In January 2009, millions of Europeans were left in the cold when the Kremlin cut off gas supplies through Ukraine for nearly two weeks to force Ukraine into a better gas transit deal.
Europe’s dependence on Russian gas grew in 2012, when the Nord Stream pipeline became fully operational, delivering gas to Germany via an undersea pipeline under the Baltic Sea.
Plans for a second pipeline took a major step forward recently, when Denmark removed final barriers to completing Nord Stream 2, which will double Russia’s gas exports along this route.
Energy security analyst Mikhail Korchemkin warns this project will make Europe “more vulnerable to supply outages, whether caused by disaster or by Putin’s whims.”
With Nord Stream 2, Russia will consolidate much of its gas exports directly to Germany, making European energy supplies dependent on Russia-German relations. Putin could quickly and significantly cut its natural gas exports on this one route alone. And, by reducing land-based gas exports, Putin will further isolate transit countries like Ukraine and Poland from Europe.
According to a recent EU gas market report, European gas imports totalled 90 billion euros in 2018, of which nearly half was delivered by Russian supplier Gazprom. This portion seems destined to grow.
With strategic investments in domestic energy infrastructure — among them, an East Coast LNG liquefaction terminal — Canada could become a key player in helping Europe secure energy supplies, while opening the door to a large market for Alberta energy.
Canada’s Baltic NATO allies are particularly vulnerable, given Putin’s attitude towards them, his willingness to use gas as leverage, and their extensive reliance on Russian natural gas.
In an online interview, Estonia’s former minister of economic affairs and infrastructure, Kristen Michal, told me that “diversification of Estonia’s energy supplies is important to both our economy and national security, and I think that LNG supplied by our NATO partner, Canada, would be a very welcome new option in this market.”
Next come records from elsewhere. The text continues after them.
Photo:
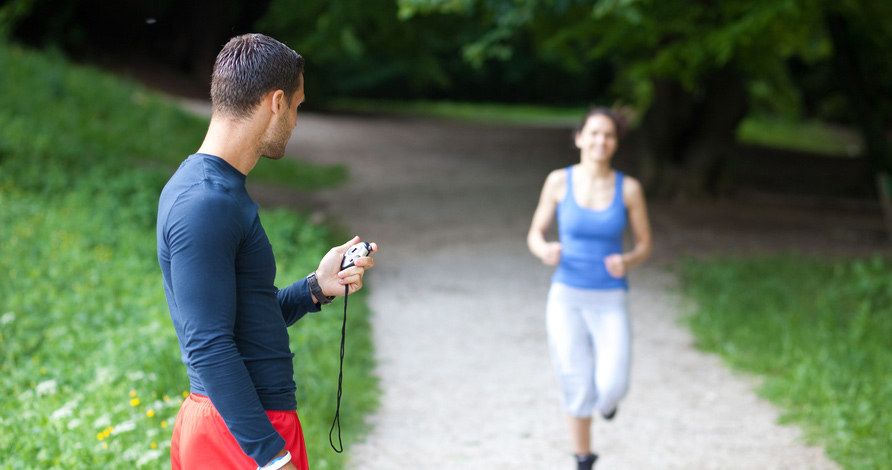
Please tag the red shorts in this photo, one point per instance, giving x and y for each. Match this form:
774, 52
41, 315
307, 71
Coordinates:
201, 440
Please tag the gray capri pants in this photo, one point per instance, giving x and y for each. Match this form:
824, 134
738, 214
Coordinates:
590, 338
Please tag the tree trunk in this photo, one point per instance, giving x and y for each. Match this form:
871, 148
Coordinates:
687, 140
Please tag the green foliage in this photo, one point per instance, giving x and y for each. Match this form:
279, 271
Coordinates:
818, 331
89, 361
372, 49
474, 112
807, 136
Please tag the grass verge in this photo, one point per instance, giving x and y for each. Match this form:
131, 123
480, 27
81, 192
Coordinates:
818, 331
89, 361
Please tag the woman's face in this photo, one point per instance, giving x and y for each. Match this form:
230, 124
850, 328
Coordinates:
597, 141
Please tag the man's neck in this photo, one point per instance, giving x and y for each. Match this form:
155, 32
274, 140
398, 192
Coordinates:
236, 142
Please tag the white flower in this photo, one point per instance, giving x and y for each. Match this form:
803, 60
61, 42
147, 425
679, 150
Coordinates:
64, 412
46, 388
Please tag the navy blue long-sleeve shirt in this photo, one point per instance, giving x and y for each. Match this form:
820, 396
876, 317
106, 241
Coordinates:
231, 321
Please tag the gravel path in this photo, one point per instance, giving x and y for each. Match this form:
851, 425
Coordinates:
458, 315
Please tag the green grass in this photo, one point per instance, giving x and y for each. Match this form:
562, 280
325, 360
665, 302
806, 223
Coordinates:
89, 361
818, 331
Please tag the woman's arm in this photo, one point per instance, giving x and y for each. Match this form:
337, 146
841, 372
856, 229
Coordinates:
633, 194
548, 252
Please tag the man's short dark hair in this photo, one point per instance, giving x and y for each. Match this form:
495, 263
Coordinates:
249, 67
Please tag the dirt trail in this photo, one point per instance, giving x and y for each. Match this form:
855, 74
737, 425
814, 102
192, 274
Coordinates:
458, 310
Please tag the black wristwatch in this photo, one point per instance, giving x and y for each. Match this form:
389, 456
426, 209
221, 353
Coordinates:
313, 283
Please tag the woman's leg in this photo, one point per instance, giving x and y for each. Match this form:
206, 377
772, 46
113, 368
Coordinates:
572, 355
612, 331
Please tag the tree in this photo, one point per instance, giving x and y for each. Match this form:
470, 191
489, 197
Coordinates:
697, 67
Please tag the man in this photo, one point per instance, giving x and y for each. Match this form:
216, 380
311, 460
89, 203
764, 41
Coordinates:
218, 269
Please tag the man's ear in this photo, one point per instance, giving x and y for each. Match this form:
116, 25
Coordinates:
277, 104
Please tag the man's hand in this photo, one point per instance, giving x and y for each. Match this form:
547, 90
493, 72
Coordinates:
332, 280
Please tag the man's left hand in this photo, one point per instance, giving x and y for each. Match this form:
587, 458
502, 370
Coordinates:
332, 280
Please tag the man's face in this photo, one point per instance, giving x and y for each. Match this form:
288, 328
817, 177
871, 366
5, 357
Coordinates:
274, 142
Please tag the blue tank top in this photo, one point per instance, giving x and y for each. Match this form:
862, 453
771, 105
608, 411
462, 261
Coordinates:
587, 236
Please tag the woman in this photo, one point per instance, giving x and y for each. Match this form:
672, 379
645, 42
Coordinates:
589, 331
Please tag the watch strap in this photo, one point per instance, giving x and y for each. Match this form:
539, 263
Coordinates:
316, 290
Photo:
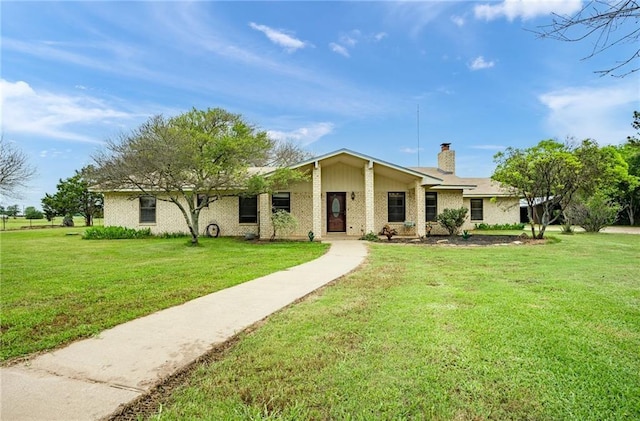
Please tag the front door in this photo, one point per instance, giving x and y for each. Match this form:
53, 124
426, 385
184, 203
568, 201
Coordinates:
336, 212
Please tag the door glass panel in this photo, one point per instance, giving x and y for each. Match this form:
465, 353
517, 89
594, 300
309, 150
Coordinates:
335, 207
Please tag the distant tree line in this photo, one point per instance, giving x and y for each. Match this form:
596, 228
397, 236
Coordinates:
578, 183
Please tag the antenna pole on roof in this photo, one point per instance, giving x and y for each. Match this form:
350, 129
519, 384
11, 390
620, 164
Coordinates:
418, 123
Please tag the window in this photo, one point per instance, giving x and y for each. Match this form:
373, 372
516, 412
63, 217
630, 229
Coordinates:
476, 210
202, 198
281, 201
395, 205
147, 210
248, 210
431, 206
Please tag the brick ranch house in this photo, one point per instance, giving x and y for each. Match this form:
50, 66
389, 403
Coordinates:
347, 194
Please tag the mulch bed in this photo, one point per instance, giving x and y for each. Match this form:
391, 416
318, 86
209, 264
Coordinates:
474, 240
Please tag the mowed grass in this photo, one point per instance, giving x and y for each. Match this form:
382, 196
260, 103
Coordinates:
56, 287
538, 332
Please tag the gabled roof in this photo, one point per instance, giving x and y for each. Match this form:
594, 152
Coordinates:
342, 154
472, 187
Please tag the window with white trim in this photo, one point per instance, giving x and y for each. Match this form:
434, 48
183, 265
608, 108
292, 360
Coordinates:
248, 209
147, 210
396, 206
431, 206
477, 209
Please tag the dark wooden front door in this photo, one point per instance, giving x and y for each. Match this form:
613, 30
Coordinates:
336, 212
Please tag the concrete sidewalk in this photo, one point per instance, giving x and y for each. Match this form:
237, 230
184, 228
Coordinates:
89, 379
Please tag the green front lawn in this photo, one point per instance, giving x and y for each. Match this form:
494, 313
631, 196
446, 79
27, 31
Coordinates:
538, 332
57, 288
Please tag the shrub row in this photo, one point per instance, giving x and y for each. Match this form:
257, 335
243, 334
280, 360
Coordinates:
503, 227
115, 233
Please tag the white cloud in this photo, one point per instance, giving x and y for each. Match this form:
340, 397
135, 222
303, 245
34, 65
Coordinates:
26, 110
352, 38
380, 36
480, 63
337, 48
304, 135
526, 9
280, 38
458, 21
602, 113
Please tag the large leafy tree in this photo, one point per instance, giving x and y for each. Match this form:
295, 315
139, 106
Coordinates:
15, 170
191, 160
626, 190
552, 175
73, 196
Questions about how to deliver Alberta’s energy to market remain hotly debated in Canada. A mixture of environmental, political and economic concerns caused TC Energy (TransCanada) to terminate the Energy East pipeline.
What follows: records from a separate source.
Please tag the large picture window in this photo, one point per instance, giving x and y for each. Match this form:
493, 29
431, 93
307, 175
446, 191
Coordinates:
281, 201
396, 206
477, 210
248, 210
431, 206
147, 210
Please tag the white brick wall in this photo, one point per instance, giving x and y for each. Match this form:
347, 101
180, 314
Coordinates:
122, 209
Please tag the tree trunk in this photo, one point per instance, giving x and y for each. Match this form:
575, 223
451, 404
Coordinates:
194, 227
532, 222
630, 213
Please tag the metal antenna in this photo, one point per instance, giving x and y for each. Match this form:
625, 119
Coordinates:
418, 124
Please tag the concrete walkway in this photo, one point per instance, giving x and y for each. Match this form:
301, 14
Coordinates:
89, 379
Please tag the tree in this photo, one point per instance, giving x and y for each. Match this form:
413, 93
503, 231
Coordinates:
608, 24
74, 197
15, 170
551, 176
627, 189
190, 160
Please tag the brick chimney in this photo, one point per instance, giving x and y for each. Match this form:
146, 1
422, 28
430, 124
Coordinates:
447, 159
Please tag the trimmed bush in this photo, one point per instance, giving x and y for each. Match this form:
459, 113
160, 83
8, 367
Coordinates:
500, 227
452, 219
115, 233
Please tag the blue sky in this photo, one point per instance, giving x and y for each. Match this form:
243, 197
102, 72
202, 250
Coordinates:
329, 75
Yet TC Energy’s Canadian Mainline continues to operate as a gas pipeline and the company is moving forward with efforts to use existing pipelines to carry Western Canadian gas to Eastern Canada. Pending approvals, the system would be in service within 24 months.
While no Eastern Canadian terminals yet exist that can liquefy the gas which is required for it to be loaded onto specialized LNG tankers bound for Europe, several LNG terminal projects are being developed in Quebec and Nova Scotia, with a few slated to become operational as soon as 2023.
As Alberta desperately seeks new markets for its energy resources and concerns about Western alienation grow, Europe’s dangerous reliance on Russian gas could offer opportunities for Canada. Both federal and provincial governments would be wise to facilitate the export of Canadian energy to Europe.